Understood. And then sort of with this timeline, you know, how should we think about quarterly revenue performance? I guess from a sequential perspective, it looks like 3Q could be stronger for you compared to maybe 2Q or even 4Q. Yeah.

speaker
Nathan Masaryk

Go ahead. I'm sorry.

speaker
spk03

Yeah, I was just trying to get sort of a sense of the cadence for the rest of the year.

speaker
Nathan Masaryk

Yeah, I think the cadence is going to be that, you know, as best as I can tell, second quarter will be similar, you know, up somewhat over the first quarter, but it's similar performance of the first quarter. And with the third and the fourth quarter, with more outsized type performance.

speaker
spk03

Okay, good.
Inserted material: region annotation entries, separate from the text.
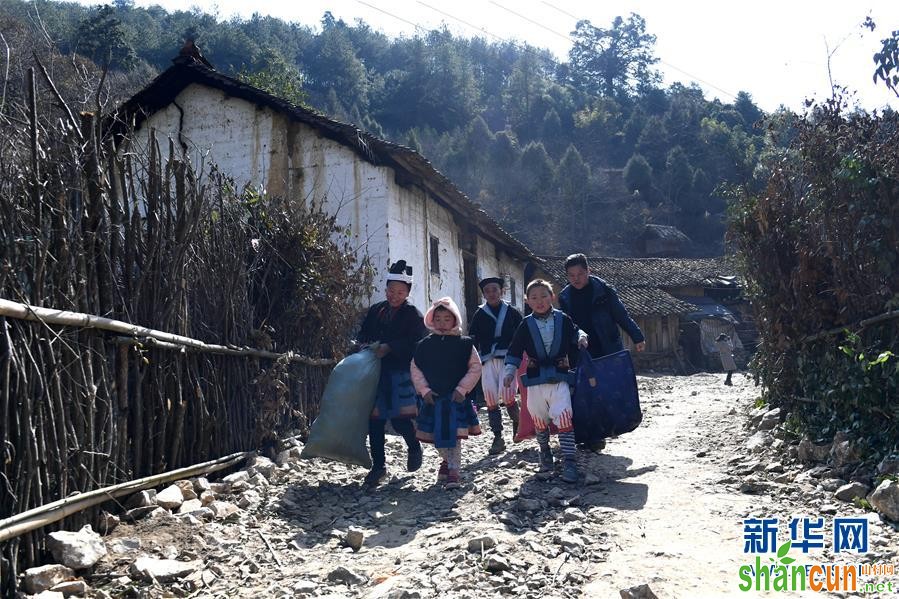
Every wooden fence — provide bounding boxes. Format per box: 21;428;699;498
0;69;355;594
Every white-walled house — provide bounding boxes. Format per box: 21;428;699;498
117;55;539;326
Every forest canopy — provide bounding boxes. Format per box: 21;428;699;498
0;0;770;256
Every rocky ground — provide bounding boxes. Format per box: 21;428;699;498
14;374;899;599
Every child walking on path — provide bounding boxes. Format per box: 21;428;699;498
503;279;587;483
715;333;737;386
469;277;522;455
358;260;426;489
411;297;481;489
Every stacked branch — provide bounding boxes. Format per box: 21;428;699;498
0;62;371;594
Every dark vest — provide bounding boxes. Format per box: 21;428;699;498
415;333;474;397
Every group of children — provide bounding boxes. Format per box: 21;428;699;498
358;261;587;488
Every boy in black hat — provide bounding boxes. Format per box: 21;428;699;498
357;260;427;488
468;277;522;455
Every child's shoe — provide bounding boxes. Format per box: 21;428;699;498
560;459;578;484
406;443;424;472
540;445;553;472
444;470;461;489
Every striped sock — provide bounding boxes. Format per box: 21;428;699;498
537;429;549;447
559;431;575;460
450;440;462;470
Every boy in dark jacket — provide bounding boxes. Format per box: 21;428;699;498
468;277;522;455
559;254;646;451
503;279;587;483
357;260;426;488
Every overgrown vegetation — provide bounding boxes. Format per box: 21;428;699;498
0;0;776;256
731;96;899;457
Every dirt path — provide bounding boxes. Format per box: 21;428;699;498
93;374;897;599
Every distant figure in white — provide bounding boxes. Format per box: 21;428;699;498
715;333;737;386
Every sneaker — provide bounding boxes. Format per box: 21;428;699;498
443;470;461;489
406;443;424;472
560;460;579;484
362;468;387;489
540;445;553;472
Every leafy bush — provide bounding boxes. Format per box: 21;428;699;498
730;97;899;449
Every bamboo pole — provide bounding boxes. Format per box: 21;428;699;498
0;298;337;366
0;451;251;542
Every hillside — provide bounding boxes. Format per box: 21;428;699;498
0;0;765;256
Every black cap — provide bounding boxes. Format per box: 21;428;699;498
478;277;506;291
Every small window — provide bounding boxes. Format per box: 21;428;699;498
431;235;440;275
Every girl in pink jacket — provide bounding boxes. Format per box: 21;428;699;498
411;297;481;489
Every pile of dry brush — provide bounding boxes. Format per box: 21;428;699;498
0;55;371;580
731;97;899;458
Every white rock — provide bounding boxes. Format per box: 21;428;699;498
468;535;496;553
47;524;106;570
746;431;771;453
237;489;262;509
759;408;780;431
25;564;75;595
175;480;197;501
247;472;269;487
130;556;203;582
294;580;318;595
206;483;231;495
50;580;90;597
222;470;250;485
275;447;302;466
209;501;240;520
562;507;586;522
250;456;276;478
833;482;870;501
178;499;204;514
156;485;184;510
97;510;121;535
799;438;831;462
830;441;861;467
868;479;899;522
619;584;658;599
343;528;365;552
147;507;172;520
484;555;511;572
125;489;156;510
106;539;140;554
877;455;899;474
327;566;368;586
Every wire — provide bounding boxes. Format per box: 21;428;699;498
536;0;737;99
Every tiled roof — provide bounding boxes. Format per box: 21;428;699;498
643;224;690;243
541;256;736;289
112;57;539;261
540;256;735;316
616;287;697;316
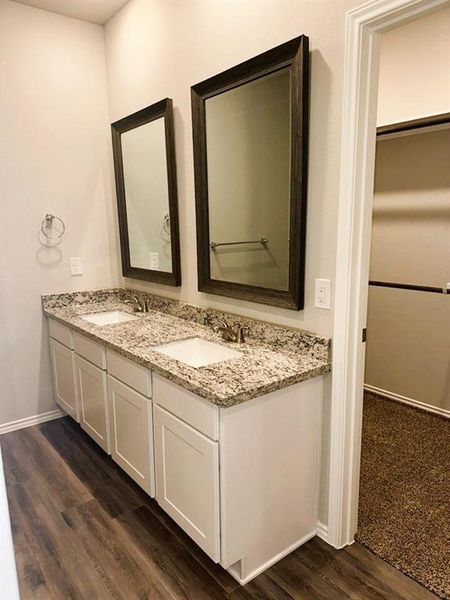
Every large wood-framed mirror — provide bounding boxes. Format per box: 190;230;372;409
111;98;181;286
191;36;309;310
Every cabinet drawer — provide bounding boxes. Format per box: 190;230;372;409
108;375;155;497
154;406;220;562
153;375;219;440
106;350;152;398
48;319;73;350
73;333;106;370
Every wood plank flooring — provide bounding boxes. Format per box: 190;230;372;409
0;417;436;600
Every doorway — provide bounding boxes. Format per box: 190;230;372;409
327;0;448;560
356;14;450;597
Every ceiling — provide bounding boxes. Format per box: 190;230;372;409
11;0;128;25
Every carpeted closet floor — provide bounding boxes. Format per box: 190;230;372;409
356;392;450;598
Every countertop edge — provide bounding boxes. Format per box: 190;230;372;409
43;307;331;408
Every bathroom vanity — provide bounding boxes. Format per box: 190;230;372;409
43;289;330;584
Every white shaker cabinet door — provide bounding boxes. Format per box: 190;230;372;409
154;406;220;562
108;375;155;497
50;338;80;422
75;355;109;454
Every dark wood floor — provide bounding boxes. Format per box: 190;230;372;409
0;418;436;600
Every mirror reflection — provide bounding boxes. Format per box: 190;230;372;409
122;118;172;272
205;68;291;290
111;98;181;286
191;35;309;310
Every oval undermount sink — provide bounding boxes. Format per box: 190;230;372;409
80;310;139;325
150;337;242;368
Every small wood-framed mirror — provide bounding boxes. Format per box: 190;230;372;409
111;98;181;286
191;36;309;310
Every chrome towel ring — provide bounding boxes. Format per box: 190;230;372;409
41;214;66;240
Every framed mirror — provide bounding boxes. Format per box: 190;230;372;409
191;36;309;310
111;98;181;286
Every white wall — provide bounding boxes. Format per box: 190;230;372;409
377;8;450;125
105;0;361;523
105;0;361;335
0;0;118;424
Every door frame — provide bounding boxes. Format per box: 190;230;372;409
327;0;449;548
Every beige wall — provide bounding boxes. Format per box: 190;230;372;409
105;0;361;523
0;0;118;424
365;9;450;410
378;8;450;125
365;130;450;410
205;69;291;290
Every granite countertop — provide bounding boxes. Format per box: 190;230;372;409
42;288;331;408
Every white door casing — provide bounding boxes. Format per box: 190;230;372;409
327;0;448;548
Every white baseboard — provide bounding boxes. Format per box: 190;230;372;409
316;521;330;544
0;408;64;435
364;383;450;419
227;530;316;585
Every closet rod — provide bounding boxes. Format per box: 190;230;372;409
369;281;450;294
377;113;450;137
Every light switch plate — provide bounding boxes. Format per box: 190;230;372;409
150;252;159;271
314;279;331;310
69;256;83;275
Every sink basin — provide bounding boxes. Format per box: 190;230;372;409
151;338;242;368
80;310;139;325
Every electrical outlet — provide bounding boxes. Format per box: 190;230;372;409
150;252;159;271
69;256;83;275
314;279;331;310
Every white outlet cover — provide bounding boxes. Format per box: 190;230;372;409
69;256;83;275
314;279;331;310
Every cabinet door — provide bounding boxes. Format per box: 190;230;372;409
75;355;109;454
108;375;155;497
154;406;220;562
50;338;80;422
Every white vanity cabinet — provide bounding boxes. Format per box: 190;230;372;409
155;406;220;562
153;375;322;583
49;320;323;584
73;333;110;454
49;319;80;422
107;350;155;497
50;338;80;421
75;354;110;454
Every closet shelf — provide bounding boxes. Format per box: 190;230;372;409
369;280;450;294
377;112;450;139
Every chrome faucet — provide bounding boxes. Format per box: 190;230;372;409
203;315;249;344
124;296;149;313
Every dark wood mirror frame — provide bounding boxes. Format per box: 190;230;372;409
191;35;309;310
111;98;181;286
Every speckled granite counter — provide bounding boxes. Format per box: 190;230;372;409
42;288;330;407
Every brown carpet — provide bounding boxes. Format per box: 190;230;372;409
356;392;450;598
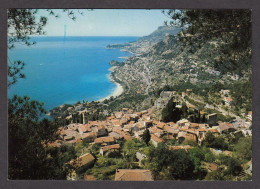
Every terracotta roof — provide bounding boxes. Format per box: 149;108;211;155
149;127;163;133
81;132;97;139
94;137;115;144
169;145;193;151
151;134;163;143
208;163;218;171
208;129;219;133
185;133;197;141
84;175;97;180
69;153;95;168
157;122;165;129
190;123;199;127
115;169;153;181
219;124;235;132
101;144;120;152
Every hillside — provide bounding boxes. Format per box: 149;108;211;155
106;25;252;119
107;26;181;54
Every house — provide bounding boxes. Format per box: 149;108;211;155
220;89;230;96
94;136;115;144
81;132;97;142
122;108;128;114
100;144;120;156
155;98;169;109
115;169;153;181
207;163;219;172
218;122;236;134
177;119;189;127
84;175;97;181
108;132;124;140
78;124;91;135
134;130;145;139
208;128;220;137
115;112;123;119
151;134;163;147
67;170;78;180
224;97;233;106
135;152;147;166
177;131;198;143
207;113;218;126
160;91;176;98
92;125;108;137
169;145;193;151
67;153;95;169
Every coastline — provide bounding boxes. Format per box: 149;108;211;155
97;66;124;102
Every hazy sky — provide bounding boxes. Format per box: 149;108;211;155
39;9;172;36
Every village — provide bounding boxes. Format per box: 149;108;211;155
49;90;252;181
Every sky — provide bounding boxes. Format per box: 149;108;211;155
39;9;172;36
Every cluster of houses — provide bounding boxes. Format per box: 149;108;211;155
50;91;252;181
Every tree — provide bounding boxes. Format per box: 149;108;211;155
142;129;151;145
148;143;194;180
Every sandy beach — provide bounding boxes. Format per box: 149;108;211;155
97;72;124;102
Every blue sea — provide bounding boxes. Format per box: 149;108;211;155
8;37;138;110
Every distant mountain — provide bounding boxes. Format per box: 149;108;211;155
107;26;182;54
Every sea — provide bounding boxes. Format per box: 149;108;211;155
8;36;138;110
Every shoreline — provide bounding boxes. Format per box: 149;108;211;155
97;70;124;102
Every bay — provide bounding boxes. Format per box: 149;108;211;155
8;36;138;110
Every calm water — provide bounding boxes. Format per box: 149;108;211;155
8;37;137;110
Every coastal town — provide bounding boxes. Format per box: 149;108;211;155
49;90;252;181
8;9;254;181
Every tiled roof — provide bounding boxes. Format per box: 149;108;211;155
69;153;95;168
94;137;115;144
115;169;153;181
102;144;120;152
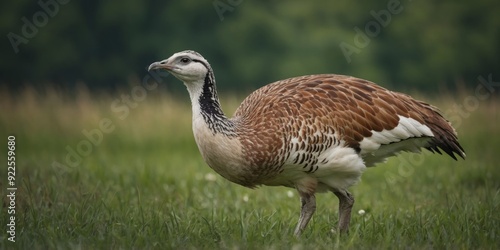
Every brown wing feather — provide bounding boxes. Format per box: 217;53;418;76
233;75;465;171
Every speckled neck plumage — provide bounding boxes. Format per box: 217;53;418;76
198;66;236;137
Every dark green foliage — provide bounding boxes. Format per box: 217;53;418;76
0;0;500;92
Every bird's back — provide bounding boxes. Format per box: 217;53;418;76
233;75;464;189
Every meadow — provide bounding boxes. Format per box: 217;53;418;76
0;87;500;249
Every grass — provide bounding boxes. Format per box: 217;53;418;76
0;85;500;249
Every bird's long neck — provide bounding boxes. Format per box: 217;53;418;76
186;72;236;137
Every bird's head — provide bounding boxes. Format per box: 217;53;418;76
148;50;212;84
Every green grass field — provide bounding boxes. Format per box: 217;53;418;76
0;85;500;249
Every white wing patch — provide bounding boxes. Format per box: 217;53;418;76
359;116;434;167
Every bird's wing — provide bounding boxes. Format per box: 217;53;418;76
234;75;465;166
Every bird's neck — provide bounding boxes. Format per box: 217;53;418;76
185;73;236;137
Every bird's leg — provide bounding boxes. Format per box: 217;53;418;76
333;190;354;233
294;191;316;237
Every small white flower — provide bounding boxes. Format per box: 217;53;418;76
205;173;217;181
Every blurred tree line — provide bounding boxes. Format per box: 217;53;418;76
0;0;500;92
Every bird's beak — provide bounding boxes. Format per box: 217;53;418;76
148;60;175;71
And then just from a preparedness perspective, you know, given all these supply chain issues, are you comfortable with how you have your sort of inventory, et cetera, to deliver these 62 units?

speaker
Nathan Masaryk

Yeah. I mean, we secured, you know, all the prime materials in advance, especially for the large contracts that we have. And the users there were extremely helpful in advancing funds so they were able to – we were able to, you know, whether by deposit or by outright purchase, have almost everything. But like everybody's complaining about, you know, it's a $300, you know, current transformer or some sort of push button that delays the larger jobs. But we've been managing through it. And I think it compressed us a little bit in the first quarter and will compress us a little bit in the second quarter. But I don't see, you know, any other big changes for the rest of 2022.

speaker
spk03

And then just the last one, Nathan.

speaker
Nathan Masaryk

Please.

speaker
spk03

As you get some of your deliveries into the end of the year, should we expect gross margin improvements to also start coming through?

speaker
Nathan Masaryk

You know, you should expect it because we expect it. So, yes.

speaker
spk03

Okay. Perfect. That's all I have for now, Nathan. Thank you so much.

speaker
Nathan Masaryk

All right, Amit. Take care.

speaker
Operator

As a reminder, if you have a question, please press star, then one. At this time, it appears that we have no further questions. Oh, now I have to turn it back. Excuse me, back over to Mr. Masaryk for any closing remarks.

speaker
Nathan Masaryk

All right. Thank you, Ian. Thank you all for your time and support. This was an exciting start to the year, and we believe we have significant opportunities to further grow in 2022. We look forward to updating you again on our next call.

speaker
Operator

The conference is now concluded. Thank you for attending today's presentation.